Given the matrix $\displaystyle \begin{pmatrix} 1 & 2 & -1\\ 1 & 0 & 1 \\ 4 & -4 & 5 \end{pmatrix}$, I've to find a vector x, such that Ax = x.

I'm not quite sure what's the best way of solving a question like this, I can try some values that could be correct, doing some half educated guesses, but that just seems clumsy and slow. Any tips?

Re: Find a 3x1 matrix x, with entries not all zero such that Ax = x

If $\displaystyle x=(x_1,x_2,x_3)^t$ then,

$\displaystyle Ax=x \Leftrightarrow \ldots \Leftrightarrow\begin{Bmatrix}-2x_2-x_3=0\\ x_1-x_2+x_3=0\\ 4x_1-4x_2+4x_3=0\end{matrix} $

Solving the linear system, we obtain all the solutions. For example, $\displaystyle x=(3,1,-2)$ is a non zero solution.

Re: Find a 3x1 matrix x, with entries not all zero such that Ax = x

I think I still don't understand right, if Ax=x, then if x = (3, 1, -2), then:

$\displaystyle 3\begin{pmatrix} 1 \\ 1 \\ 4 \end{pmatrix} + \begin{pmatrix} 2 \\ 0 \\ -4 \end{pmatrix}-2\begin{pmatrix} -1 \\ 1 \\ 5 \end{pmatrix} = \begin{pmatrix} 7 \\ 1 \\ -2 \end{pmatrix} \neq \begin{pmatrix} 3 \\ 1 \\ -2 \end{pmatrix}$

What am I missing here? Why do you let the equations be 0? According to my textbook the answer (a answer?) should be $\displaystyle \begin{pmatrix} -\frac{1}{2}r \\ \frac{1}{2}r \\ r \end{pmatrix}$. I see how this is a solution:

$\displaystyle -\frac{1}{2}\begin{pmatrix} 1 \\ 1 \\ 4 \end{pmatrix} + \frac{1}{2}\begin{pmatrix} 2 \\ 0 \\ -4 \end{pmatrix}+1\begin{pmatrix} -1 \\ 1 \\ 5 \end{pmatrix} =\begin{pmatrix} -\frac{1}{2} \\ \frac{1}{2} \\ 1 \end{pmatrix}$

I know how to solve a system of equations, but I don't get this...

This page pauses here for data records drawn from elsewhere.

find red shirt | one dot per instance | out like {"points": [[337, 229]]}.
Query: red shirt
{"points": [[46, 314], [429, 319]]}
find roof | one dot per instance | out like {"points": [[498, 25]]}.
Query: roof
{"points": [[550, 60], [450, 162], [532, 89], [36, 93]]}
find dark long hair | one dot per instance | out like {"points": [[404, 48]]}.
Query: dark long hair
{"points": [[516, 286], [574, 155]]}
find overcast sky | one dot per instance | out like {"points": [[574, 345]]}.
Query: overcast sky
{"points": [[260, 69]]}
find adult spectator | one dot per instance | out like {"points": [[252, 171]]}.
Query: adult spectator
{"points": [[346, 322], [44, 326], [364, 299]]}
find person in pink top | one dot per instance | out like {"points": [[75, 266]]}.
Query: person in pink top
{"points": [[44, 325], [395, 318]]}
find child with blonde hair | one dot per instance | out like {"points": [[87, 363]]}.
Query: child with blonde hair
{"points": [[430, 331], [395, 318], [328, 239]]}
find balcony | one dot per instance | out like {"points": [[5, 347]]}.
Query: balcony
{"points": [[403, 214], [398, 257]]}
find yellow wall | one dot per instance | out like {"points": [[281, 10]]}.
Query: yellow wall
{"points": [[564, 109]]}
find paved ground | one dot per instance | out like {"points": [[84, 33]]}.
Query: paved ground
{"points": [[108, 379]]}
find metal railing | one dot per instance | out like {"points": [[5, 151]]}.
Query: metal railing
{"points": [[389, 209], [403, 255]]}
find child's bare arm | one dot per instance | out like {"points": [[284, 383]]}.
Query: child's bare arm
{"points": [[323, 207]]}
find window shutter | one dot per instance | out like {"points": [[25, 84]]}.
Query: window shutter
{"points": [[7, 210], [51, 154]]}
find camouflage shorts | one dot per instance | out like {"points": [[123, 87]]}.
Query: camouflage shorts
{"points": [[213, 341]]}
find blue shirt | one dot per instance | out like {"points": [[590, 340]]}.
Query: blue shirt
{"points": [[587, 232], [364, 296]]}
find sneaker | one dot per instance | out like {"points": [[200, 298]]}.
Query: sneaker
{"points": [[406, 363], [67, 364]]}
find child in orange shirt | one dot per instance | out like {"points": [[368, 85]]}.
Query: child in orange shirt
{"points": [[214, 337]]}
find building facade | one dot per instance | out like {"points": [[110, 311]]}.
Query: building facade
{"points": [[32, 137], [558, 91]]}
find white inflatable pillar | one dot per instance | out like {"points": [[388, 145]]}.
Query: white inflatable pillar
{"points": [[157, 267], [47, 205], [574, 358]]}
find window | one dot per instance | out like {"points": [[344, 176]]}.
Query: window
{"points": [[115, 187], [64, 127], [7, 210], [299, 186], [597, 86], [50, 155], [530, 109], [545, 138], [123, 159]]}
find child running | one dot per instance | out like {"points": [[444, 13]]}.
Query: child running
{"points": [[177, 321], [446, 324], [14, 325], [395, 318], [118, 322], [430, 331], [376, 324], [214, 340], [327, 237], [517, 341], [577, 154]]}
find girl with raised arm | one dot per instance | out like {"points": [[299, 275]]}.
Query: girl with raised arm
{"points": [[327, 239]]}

Re: Find a 3x1 matrix x, with entries not all zero such that Ax = x

Quote:

Originally Posted by

**Lepzed** What am I missing here?

$\displaystyle a_{12}=-2$ , and you have written $\displaystyle 2$ .

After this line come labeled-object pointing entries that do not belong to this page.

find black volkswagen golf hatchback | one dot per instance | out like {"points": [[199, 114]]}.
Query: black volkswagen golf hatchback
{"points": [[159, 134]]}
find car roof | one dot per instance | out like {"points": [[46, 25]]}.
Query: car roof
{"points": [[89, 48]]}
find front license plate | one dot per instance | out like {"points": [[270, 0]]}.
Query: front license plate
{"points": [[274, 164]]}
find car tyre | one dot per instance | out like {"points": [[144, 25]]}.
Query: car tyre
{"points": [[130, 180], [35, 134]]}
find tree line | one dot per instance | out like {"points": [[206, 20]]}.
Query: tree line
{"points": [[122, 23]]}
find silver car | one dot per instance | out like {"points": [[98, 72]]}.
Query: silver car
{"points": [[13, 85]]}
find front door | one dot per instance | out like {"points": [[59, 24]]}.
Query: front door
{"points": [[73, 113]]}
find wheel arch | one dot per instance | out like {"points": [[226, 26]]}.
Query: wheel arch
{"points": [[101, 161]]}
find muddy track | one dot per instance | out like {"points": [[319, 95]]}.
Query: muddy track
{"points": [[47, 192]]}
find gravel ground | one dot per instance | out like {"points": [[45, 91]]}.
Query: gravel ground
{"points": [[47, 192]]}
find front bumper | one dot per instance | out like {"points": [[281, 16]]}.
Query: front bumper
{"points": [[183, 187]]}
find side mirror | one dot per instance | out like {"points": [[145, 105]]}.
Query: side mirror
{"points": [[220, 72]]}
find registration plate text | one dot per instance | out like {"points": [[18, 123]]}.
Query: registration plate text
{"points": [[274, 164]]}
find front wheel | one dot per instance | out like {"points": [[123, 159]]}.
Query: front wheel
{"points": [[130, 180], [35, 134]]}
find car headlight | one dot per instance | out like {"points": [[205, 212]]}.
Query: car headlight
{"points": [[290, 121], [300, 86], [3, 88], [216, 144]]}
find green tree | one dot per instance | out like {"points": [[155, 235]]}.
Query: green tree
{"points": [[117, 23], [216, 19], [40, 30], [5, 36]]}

Re: Find a 3x1 matrix x, with entries not all zero such that Ax = x

Ah, that was a typo, it should indeed be '2', not '-2', my apologies for that. But still, how did you get to your answer? Why did you let the equations be 0?

Re: Find a 3x1 matrix x, with entries not all zero such that Ax = x

With your reformulation

http://quicklatex.com/cache3/ql_d98c...e897bd0_l3.png

and a non null solution is $\displaystyle x=(-1,1,2)^t$ .

Re: Find a 3x1 matrix x, with entries not all zero such that Ax = x

Ah, so basically you subtracted an x_row from each row, to make the equation 0 and than you just fill in the blanks?